Funding: The study was funded by the BIAL Foundation.
About this neuroscience research news
Source: University of East Anglia
Contact: Lisa Horton – University of East Anglia
Image: The image is credited to University of East Anglia
Original Research: Open access.
“Hand-selective visual regions represent how to grasp 3D tools: brain decoding during real actions” by Ethan Knights, Courtney Mansfield, Diana Tonin, Janak Saada, Fraser W. Smith and Stéphanie Rossit. Journal of Neuroscience
Hand-selective visual regions represent how to grasp 3D tools: brain decoding during real actions
Most neuroimaging experiments that investigate how tools and their actions are represented in the brain use visual paradigms where tools or hands are displayed as 2D images and no real movements are performed.
These studies discovered selective visual responses in occipito-temporal and parietal cortices for viewing pictures of hands or tools, which are assumed to reflect action processing, but this has rarely been directly investigated. Here, we examined the responses of independently visually defined category-selective brain areas when participants grasped 3D tools (N=20; 9 females).
Using real action fMRI and multi-voxel pattern analysis, we found that grasp typicality representations (i.e., whether a tool is grasped appropriately for use) were decodable from hand-selective areas in occipito-temporal and parietal cortices, but not from tool-, object-, or body-selective areas, even if partially overlapping. Importantly, these effects were exclusive for actions with tools, but not for biomechanically matched actions with control non-tools.
In addition, grasp typicality decoding was significantly higher in hand than tool-selective parietal regions. Notably, grasp typicality representations were automatically evoked even when there was no requirement for tool use and participants were naïve to object category (tool vs non-tools).
Finding a specificity for typical tool grasping in hand-, rather than tool-, selective regions challenges the long-standing assumption that activation for viewing tool images reflects sensorimotor processing linked to tool manipulation.
Instead, our results show that typicality representations for tool grasping are automatically evoked in visual regions specialised for representing the human hand, the brain’s primary tool for interacting with the world.
The unique ability of humans to manufacture and use tools is unsurpassed across the animal kingdom, with tool use considered a defining feature of our species.

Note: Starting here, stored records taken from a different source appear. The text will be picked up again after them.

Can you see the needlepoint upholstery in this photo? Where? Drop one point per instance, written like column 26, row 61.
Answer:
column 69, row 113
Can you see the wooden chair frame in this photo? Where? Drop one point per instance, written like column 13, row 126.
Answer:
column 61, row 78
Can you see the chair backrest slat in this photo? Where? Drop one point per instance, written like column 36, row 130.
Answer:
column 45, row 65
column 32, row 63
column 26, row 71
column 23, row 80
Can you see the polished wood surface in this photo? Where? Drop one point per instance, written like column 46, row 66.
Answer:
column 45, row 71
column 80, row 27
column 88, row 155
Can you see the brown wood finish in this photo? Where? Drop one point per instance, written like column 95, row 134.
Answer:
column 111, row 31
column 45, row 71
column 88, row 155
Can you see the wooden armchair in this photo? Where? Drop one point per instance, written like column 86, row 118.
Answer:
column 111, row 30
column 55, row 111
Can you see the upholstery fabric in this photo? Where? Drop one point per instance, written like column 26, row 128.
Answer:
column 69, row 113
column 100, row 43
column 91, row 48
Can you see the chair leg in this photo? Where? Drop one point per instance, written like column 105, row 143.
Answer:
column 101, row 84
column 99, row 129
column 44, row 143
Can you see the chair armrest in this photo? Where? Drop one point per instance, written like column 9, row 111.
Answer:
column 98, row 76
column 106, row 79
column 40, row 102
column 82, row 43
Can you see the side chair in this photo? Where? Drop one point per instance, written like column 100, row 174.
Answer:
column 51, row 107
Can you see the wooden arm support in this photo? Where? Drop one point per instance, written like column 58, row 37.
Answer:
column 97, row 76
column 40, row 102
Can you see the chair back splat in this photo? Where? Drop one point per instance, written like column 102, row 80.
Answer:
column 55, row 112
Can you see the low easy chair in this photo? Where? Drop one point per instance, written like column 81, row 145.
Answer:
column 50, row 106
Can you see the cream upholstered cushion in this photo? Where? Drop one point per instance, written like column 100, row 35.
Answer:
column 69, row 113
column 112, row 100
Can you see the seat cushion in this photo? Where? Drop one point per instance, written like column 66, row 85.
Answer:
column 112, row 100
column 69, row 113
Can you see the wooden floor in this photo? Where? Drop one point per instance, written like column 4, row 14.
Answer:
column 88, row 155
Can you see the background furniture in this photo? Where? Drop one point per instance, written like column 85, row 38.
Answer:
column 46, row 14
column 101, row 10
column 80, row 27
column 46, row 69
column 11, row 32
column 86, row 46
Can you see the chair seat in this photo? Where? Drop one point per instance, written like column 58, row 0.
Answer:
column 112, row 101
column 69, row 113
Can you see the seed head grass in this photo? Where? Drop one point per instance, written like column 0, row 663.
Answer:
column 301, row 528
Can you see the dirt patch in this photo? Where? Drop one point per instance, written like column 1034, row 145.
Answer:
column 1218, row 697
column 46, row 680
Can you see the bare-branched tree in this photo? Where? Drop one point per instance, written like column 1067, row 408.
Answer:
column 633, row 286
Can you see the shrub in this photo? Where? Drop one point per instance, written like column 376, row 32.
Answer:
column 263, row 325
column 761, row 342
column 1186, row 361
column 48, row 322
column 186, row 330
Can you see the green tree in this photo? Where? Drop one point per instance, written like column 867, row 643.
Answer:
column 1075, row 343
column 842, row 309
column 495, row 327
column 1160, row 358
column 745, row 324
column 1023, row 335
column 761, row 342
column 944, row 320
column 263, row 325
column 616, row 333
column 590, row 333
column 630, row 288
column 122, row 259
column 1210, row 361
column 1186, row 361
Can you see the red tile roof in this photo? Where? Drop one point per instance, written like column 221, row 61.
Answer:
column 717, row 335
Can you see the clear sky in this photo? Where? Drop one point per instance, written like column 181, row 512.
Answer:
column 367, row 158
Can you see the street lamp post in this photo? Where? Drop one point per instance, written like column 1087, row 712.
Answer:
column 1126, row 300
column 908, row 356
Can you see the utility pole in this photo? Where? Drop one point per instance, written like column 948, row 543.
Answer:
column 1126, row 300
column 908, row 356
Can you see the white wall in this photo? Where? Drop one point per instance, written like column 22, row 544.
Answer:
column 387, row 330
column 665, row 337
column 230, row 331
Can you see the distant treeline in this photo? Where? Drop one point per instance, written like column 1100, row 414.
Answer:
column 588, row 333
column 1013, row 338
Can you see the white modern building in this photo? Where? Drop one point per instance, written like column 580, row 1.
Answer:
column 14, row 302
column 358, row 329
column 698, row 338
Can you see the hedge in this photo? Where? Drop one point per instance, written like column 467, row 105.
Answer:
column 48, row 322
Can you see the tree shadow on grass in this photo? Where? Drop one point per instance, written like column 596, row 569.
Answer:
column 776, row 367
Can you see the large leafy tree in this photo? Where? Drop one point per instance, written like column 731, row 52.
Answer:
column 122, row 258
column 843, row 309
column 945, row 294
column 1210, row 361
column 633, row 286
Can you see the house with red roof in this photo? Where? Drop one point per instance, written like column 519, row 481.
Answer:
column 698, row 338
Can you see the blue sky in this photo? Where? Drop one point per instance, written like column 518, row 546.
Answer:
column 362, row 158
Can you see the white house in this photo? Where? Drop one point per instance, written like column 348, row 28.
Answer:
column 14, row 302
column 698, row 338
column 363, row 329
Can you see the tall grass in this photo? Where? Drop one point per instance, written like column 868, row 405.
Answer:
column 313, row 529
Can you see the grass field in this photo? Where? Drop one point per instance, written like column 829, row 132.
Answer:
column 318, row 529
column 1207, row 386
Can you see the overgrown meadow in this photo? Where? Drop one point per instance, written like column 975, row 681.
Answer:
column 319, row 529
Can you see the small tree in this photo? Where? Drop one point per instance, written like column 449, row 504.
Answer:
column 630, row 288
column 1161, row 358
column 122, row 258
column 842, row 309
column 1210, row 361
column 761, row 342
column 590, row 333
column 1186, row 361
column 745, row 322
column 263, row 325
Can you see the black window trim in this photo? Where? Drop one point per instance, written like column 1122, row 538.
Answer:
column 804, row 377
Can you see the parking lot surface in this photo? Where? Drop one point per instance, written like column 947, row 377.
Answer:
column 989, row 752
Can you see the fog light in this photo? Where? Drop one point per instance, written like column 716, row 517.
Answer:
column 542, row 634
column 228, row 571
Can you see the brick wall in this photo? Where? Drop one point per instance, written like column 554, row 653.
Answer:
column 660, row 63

Most neuroscientific studies that investigate the brain mechanisms that support tool use, record brain activity while people simply view images of tools or hands and not when people perform actual hand movements with tools.
Here we show that specific areas of the human visual system that preferentially process hands automatically encode how to appropriately grasp 3D tools, even when no actual tool use is required.
These findings suggest that visual areas optimized for processing hands represent fundamental aspects of tool grasping in humans, such as which side they should be grasped for correct manipulation.